CRISPR system is a powerful tool that allows scientists to cut and paste edit specific genes in organisms. This offers the possibility of new treatments for a range of diseases, including cancer, diabetes, hereditary blindness and blood diseases. In addition, it can edit to improve crops and farm animals, achieve new forms of pest control, and create useful new microorganisms.

Later development improved the formulation of CRISPR. Some allow editing several different genes at the same time, while others completely avoid cutting DNA and focus on turning gene expression on or off as needed.

UMD researchers in the new study will combine these two technologies into a tool, and call it CRISPR combo. Typically, a guiding RNA strand performs editing or activation functions, which means that they can only do one or another. In this study, the team assigned these two functions to different RNAs - editing function to ordinary cas9 and activation function to a scaffold sgRNA.

The team tested the concept in several experiments. First, they used tomato and rice plants to prove that they can perform these two functions without any crossover - and the test was successful.

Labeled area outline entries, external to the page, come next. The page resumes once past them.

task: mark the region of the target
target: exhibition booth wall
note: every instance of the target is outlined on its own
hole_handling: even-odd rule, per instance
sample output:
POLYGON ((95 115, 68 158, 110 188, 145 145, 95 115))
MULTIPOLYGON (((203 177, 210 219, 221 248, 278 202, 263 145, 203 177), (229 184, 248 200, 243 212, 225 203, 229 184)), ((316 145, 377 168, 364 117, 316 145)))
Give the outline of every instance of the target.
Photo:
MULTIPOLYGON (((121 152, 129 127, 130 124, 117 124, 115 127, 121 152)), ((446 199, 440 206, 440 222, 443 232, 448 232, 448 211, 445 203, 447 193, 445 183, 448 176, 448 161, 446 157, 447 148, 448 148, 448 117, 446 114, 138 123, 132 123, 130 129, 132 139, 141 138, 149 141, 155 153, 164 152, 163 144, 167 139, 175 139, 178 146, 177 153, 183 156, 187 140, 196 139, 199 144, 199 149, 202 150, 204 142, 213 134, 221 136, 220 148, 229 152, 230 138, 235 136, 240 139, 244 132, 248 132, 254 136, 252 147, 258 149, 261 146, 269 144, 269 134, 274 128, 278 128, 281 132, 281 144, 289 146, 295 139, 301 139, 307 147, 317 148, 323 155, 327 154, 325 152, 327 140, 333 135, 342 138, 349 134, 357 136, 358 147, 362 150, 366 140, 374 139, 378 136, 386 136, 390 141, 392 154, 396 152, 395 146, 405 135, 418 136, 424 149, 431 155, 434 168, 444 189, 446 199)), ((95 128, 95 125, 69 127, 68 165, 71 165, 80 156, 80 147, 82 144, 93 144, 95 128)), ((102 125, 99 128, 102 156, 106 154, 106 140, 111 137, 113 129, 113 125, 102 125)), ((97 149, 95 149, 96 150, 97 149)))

"As a proof of concept, we show that we can successfully knock out gene A and up regulate or activate gene B without accidentally cross knocking out gene B or up regulating gene A," said Yiping Qi, co-author of the study

Later, the researchers used a common laboratory plant called Fucus to study how two beneficial changes could be made at the same time. They edited a gene that makes plants more resistant to herbicides and activated a gene that makes plants bloom early. The end result is an engineered rock alga that is resistant to herbicides and can reproduce twice as fast. It produces eight generations in a year.

In other tests, the team set out to improve the efficiency of developing new plant varieties through tissue culture. They edited the useful genes of poplar and activated three other genes that promote plant tissue regeneration. They found that the new roots of poplar samples grew faster and improved the success rate of Engineering crops.

At the same time, rice plants edited with CRISPR combo were found to grow from culture. They do not need normal growth hormone supplements and express more editing genes than plants grown with hormones.

The team said the new technology opened up a wide range of possibilities for more effective editing of crops and other plants and gave them characteristics such as herbicide resistance and enhanced nutrition.

Yiping Qi, co-author of the study, said: "the possibilities are really unlimited in terms of traits that can be combined. But what's really exciting is that CRISPR combo introduces a degree of complexity to plant genetic engineering that we haven't seen before."